地球篇
1-2 西暦3068年、滅亡の日(科学者は円環の夢を見るか)
西暦3068年。滅亡の日は静かに訪れた。
同僚のウィリアムと共に計器のスイッチをテキパキと入れていく。老人たちの前だというのに、ウィリアムは不満を隠さない。
「どうもバカバカしい事態になったな」
「ああ、まったくだ」
今、俺たちの目の前にはタイムマシンがあった。試験運転は既に済んでいる。
「なあ、オーサー。未来は変わると思うか?」
「変わらない。何度試しても変わらなかった。だからもうこうするしかない」
「何だっけ。ええと……」
「〈これで歴史は完成する〉」
「そうそう。お偉方の考えていることはわからんぜ」
おほん、とウィリアムの非礼をとがめるかのような咳払いが室内に響く。
やがて被験者が連れてこられる。ひとりは男、ひとりは女。女は半分正気を失っているようだ。
「私はゾンビよ。人間じゃないわ、放して」
と、金切り声で叫んでいる。
女の発言に係員が駆け寄り、検査用のペンライトで女の瞳を照らす。確認が終わると、係員は首を横に振った。
「オールグリーン。新人類化の傾向、ありません」
なおも暴れる彼女に老人のひとりが声をかけた。
「ミス・ウォーカー。申し訳ないが決定は変えられない。あなたは過去へ行く。そこにいるミスター・スコットと共にね。始めてくれ」
タイムマシンのエンジンがようやく暖まり、ウィーンと駆動音が部屋中に響く。
男はすでに抵抗する気力もないようで、タイムマシンの座席におとなしく乗り込んだ。
十分後、麻酔で眠らされた女が男の横に安置される。
「座標、設定しました。転送を開始します」
合図を機に、俺を含む職員全員がサングラスをかける。新人類の瞳は光に弱い。サングラスは必須だ。

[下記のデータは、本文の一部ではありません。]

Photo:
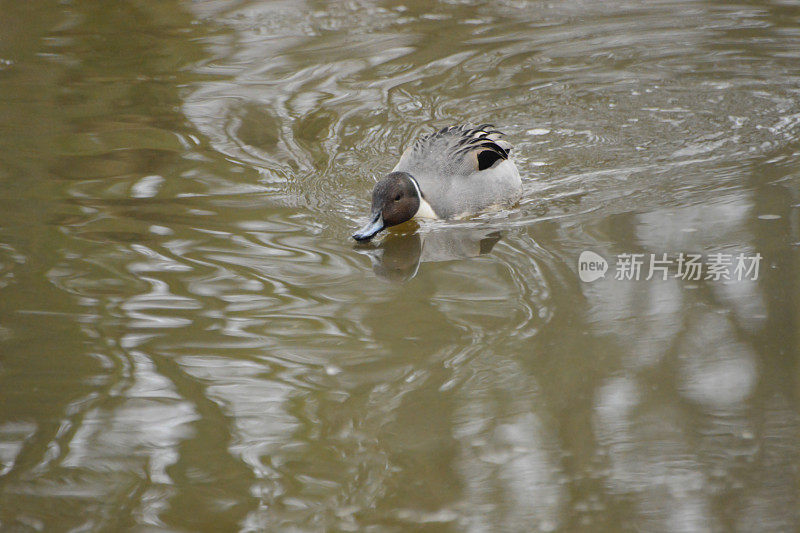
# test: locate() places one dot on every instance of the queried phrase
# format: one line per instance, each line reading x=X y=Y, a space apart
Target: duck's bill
x=370 y=229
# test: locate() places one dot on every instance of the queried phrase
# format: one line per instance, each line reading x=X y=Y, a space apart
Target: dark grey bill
x=371 y=228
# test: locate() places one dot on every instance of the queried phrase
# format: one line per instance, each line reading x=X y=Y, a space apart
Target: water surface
x=190 y=341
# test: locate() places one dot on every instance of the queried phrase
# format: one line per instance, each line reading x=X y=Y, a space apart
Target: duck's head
x=395 y=199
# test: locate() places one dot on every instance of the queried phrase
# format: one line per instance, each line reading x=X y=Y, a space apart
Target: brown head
x=395 y=199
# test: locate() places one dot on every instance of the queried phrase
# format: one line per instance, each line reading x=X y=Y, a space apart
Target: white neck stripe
x=416 y=186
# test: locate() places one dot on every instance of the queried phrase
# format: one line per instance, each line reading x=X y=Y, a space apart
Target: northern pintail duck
x=454 y=172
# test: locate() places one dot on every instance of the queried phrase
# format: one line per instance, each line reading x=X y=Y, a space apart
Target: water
x=189 y=340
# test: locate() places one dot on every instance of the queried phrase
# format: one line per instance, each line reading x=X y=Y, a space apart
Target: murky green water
x=189 y=340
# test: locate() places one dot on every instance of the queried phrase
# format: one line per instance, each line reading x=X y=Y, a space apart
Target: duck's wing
x=456 y=150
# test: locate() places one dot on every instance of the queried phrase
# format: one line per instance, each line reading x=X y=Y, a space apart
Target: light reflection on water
x=190 y=341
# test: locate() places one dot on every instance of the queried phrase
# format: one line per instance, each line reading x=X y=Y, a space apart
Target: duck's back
x=463 y=170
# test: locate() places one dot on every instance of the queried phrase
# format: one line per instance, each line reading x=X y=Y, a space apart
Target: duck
x=454 y=172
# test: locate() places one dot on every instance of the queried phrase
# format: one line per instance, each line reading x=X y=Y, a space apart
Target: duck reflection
x=398 y=256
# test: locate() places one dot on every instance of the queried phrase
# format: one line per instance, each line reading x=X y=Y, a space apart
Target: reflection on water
x=189 y=340
x=398 y=256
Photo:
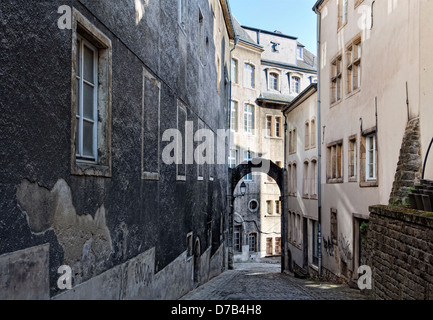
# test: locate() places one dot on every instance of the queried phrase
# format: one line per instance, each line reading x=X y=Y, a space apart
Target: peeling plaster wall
x=85 y=240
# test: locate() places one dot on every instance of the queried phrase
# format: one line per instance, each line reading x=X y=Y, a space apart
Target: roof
x=277 y=98
x=239 y=31
x=275 y=33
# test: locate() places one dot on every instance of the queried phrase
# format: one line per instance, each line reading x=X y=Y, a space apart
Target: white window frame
x=296 y=83
x=249 y=118
x=369 y=149
x=80 y=157
x=268 y=127
x=248 y=156
x=249 y=74
x=274 y=81
x=300 y=53
x=233 y=156
x=278 y=120
x=235 y=70
x=234 y=116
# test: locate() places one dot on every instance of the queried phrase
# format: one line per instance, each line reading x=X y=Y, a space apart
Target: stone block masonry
x=400 y=253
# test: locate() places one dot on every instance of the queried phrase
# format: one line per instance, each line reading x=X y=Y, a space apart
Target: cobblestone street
x=264 y=281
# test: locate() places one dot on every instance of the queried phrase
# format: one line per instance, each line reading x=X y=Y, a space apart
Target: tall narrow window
x=336 y=80
x=342 y=12
x=294 y=180
x=335 y=162
x=296 y=85
x=249 y=80
x=269 y=207
x=370 y=157
x=353 y=54
x=248 y=157
x=315 y=251
x=278 y=127
x=305 y=187
x=277 y=206
x=313 y=133
x=334 y=226
x=234 y=116
x=300 y=52
x=273 y=81
x=87 y=106
x=252 y=242
x=289 y=179
x=234 y=68
x=352 y=158
x=249 y=118
x=233 y=158
x=269 y=246
x=278 y=245
x=313 y=179
x=91 y=99
x=307 y=135
x=237 y=238
x=182 y=11
x=268 y=125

やがてまばゆい光が部屋中に広がり、タイムマシンが機器ごと姿を消した。
座標は二百万年前のアフリカ。人類誕生の地である。
「やれやれ。これでアダムとイブは誕生せり、か」
ウィリアムは煙草に火をつけた。
ミス・ウォーカーとミスター・スコットは最後の人類である。
新人類(旧称ゾンビ)の人口率が九割を超え始めた頃から、旧人類はバタバタと死んでいった。新人類の発する
旧人類最後のふたりを死ぬ前に昔の地球に送り届けることは、新人類のせめてもの罪滅ぼしとも言える。
残念ながら俺たち新人類には繁殖能力はないから、土星まで生存圏を広げた新人類も、旧人類が死に絶えることで、あと百年かそこらで絶滅することになる。
これで全てが終わる。いや、終わりじゃない。口からこぼれ出たのは老人たちが好むあの言葉だ。
「永劫回帰だ」
「エイゴウカイキ?」
「古人の思想さ。世界は円環の如く回りゆく。故に終わりは来ない。お前がここで煙草をくゆらせるということも、あらかじめ決まっているのさ。タイムマシンを使っても過去を変えることはできなかった。世界は回り続けるんだ――永遠に」
「メリーゴーランドみたいに?」
「そう。メリーゴーランドみたいに」
右手を差し出し、ウィリアムに煙草をねだる。
「吸うのか? 珍しいな」
「……いや。やっぱりやめておく」
「疲れてるんだよお前。さっきから小難しいことばかり言いやがって。あとで一杯やろうぜ。あ、わかった。あの人間たちのことを気にしてるんだろ? 大丈夫、あいつらも今頃よろしくやっているだろうさ。新鮮な空気と新鮮な水に囲まれて」
新鮮な水? ああ、おそろしい。新鮮な水は新人類にとって劇薬に値する。半ば反射的に肩をすくめた。
気分転換に空を眺める。空はいつも通りそこにあって、体の強張りをほぐしてくれる。
地球。母なる星。俺たちの故郷。
「美しい空だ。火星の空もいいが、やはり地球の空が一番だな」
実験の成功を祝福するように、研究室の外は雲ひとつない紫色の空だった。
新人類の瘴気によって紫色に染まった空だ。
しかし、もう誰もそれを気にする者はいない。新人類の瞳は深紅色だ。地球が青い空だった頃から、俺たちの見る空の色は紫色なのだから。